I've been married for just a little over a year now, with my husband since we were 18 got married at 23. I had always been positive about our relationship working through whatever problems we had. I invested everything into the relationship, even when people told me I deserved better I didn't listen and I told them they didn't know him like I did.

However recently things have gotten worse, I have felt like I am taking care of a child, unappriciated for the things I do, and somewhat used. I almost have no interest in being intimate with him at all; I feel as if it is almost work. I have never felt this before, but recently I just don't want to be intimate; part of it is because I feel he is very forceful about it there is no romance it's purely sex with him. I have tried to have the conversation with him about these issues but he just ends up turing it around on me telling me what i'm not doing right.

What has made things worse is that recently he has told me he has been extremely depressed, thinking of harming himself and possible suicide. His depression is something we have been dealing with our whole relationship. I have begged him to seek help, he says this time he will but I'm not sure if he really will. I have been the supportive partner through this before but I'm just not sure if I can deal with it again.

Things have recently come to head for me because I have started feeling like I do not want to be married but just 24, I want to go out and have fun with my friends. However on the other hand I love my husband I honestly do, I do not want to get a divorce but I wonder if I made the right choice. I do not want to regret my marriage with him but I also don't want to get a divorce and realize I've made a horrible mistake.

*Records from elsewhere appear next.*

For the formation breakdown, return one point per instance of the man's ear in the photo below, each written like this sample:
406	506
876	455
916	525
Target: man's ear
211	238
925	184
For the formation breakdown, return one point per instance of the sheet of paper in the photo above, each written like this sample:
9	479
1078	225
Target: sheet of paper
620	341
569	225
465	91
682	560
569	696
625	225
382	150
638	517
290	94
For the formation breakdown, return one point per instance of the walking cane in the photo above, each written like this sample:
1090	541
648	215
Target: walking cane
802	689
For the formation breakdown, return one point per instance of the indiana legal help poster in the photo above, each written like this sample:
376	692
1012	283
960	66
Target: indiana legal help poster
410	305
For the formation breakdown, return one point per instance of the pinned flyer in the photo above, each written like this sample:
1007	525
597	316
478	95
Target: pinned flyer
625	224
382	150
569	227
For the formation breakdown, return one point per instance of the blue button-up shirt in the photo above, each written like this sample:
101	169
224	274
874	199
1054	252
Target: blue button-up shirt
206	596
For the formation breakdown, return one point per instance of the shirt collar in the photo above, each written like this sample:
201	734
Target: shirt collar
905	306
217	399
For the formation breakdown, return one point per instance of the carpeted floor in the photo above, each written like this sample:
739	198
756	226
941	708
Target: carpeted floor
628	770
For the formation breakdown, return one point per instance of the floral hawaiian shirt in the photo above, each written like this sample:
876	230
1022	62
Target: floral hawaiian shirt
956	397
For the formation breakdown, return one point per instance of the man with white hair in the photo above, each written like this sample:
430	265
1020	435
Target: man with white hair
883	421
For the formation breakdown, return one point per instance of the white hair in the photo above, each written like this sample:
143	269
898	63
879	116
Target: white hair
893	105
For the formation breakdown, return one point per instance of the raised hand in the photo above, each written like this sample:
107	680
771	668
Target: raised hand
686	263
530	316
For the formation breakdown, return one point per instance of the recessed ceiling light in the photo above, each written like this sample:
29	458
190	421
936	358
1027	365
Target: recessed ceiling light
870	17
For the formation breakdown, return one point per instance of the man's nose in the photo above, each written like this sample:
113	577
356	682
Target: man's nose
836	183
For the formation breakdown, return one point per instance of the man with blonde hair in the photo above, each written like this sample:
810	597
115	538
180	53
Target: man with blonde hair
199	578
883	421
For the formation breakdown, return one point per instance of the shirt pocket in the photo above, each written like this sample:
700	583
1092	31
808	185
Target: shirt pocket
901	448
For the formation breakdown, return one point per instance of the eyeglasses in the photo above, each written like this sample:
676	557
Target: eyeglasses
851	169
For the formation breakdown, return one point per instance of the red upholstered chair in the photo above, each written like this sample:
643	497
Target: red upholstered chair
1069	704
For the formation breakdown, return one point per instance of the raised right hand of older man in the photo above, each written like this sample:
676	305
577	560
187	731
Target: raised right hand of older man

I feel like I have no one to talk to because I'm afraid of how he will react and I do not want my friends and family to judge me. I need help and guidance because I do not know what to do and it is driving me crazy


----------



## Blanca (Jul 25, 2008)

Loving a depressed person can suck the life out of you. They take and take and you feel guilty for not being able to do more. But at some point you have to let them take care of their own happiness. Try reading Dr. Phil's Relationship Rescue or Boundaries in Marriage by Cloud and Townsend. Also read up on co-dependency.


----------



## Michelle27 (Nov 8, 2010)

Talking about suicide is a major red flag. He needs to be seen by a professional pronto!

And I have been dealing with my husband's depression for over 5 years, so I know how hard that can be. I spent way too long trying to "fix" it for him...pushing him to get help and making recommendations and ultimatums. It never worked. Know what did? Finally taking care of myself rather than him. He seemed to finally "get it" that it wasn't MY problem, but his and he had the responsibility to work on it himself. It's early in the process, but for the first time in a long time, I really do have hope again.


----------